Works are scholarly documents like journal articles, conference papers, books and book chapters, datasets, and theses.
OpenAlex indexes over 240M works, with tens of thousands added daily.
How we got our works
OpenAlex aggregates and builds upon data from a variety of different sources. One of the most important sources is the Microsoft Academic Graph (MAG), which was a project by Microsoft Research to catalog all of the scholarly literature on the internet. When Microsoft discontinued the project in 2021, they released their final open dataset, and OpenAlex took these hundreds of millions of works along with the other data and continued building upon it.
Our other main source of data for works is Crossref, an open scholarly data aggregator and DOI registration agency with data on 150 million works. We combine data from Crossref, MAG, and several other sources to get the full set of works that are the core of OpenAlex.
How we add new works
We get information about scholarly works as records. A record can take several forms. It may be an item of Crossref metadata; an entry from a repository like arXiv, Pubmed, or an institutional repository; or publicly available information on the internet. A record contains information about a work, so our first task whenever we get a new record is to determine if the work already exists in our system. If we are able to link it to an existing work—using a DOI or other metadata matching technique—then we use the information in the record to enrich that work.
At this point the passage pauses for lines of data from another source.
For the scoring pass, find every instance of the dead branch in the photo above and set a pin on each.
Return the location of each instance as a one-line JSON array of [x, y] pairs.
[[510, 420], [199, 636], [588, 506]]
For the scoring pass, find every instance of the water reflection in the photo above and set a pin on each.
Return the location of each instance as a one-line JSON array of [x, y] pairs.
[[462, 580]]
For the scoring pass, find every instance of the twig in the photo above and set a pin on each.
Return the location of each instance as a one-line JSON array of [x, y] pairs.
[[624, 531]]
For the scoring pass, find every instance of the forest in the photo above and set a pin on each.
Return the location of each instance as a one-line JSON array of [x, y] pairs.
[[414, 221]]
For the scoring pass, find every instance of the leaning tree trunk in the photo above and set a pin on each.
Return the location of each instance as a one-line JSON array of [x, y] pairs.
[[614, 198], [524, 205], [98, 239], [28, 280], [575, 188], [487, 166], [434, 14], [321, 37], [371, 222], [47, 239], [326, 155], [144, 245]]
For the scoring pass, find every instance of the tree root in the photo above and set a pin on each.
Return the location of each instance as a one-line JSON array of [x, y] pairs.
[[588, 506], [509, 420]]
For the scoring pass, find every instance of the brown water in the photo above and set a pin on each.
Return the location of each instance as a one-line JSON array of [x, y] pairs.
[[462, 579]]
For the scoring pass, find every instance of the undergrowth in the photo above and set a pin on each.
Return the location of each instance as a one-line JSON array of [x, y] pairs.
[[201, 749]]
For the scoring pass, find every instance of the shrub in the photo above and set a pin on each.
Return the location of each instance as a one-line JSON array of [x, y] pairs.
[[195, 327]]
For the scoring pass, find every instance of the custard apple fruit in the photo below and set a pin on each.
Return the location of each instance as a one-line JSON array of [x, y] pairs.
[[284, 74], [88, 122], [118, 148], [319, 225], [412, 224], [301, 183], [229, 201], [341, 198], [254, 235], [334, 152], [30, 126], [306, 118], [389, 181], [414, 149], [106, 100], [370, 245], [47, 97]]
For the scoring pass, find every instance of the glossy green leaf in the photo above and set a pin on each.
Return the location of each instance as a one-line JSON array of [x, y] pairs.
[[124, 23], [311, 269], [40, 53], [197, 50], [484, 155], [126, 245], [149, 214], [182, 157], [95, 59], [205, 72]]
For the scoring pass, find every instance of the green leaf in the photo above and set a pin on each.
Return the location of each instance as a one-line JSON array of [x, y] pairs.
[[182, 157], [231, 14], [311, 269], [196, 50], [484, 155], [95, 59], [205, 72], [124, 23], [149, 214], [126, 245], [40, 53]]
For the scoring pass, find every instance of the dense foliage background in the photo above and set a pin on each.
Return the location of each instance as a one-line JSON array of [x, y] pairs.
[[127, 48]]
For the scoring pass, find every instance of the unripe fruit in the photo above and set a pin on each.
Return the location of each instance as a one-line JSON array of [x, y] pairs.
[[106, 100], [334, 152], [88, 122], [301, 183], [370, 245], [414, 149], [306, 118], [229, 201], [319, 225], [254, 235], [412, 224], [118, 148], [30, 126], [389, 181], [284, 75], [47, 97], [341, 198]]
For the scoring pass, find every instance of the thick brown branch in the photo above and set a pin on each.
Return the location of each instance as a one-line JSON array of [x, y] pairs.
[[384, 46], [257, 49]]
If we do not match a record to an existing work, this means that the record represents a "new" work—one which is not yet known to OpenAlex. We then make a decision to either create a new work based on the record, or to set it aside for now, possibly using the record to enrich the data of a work we add later. There are a number of factors that determine whether or not a new work is created, although there are some general rules: for example, almost all records from Crossref and a few other sources (PubMed, arXiv, several other repositories) are eligible to be turned into new works.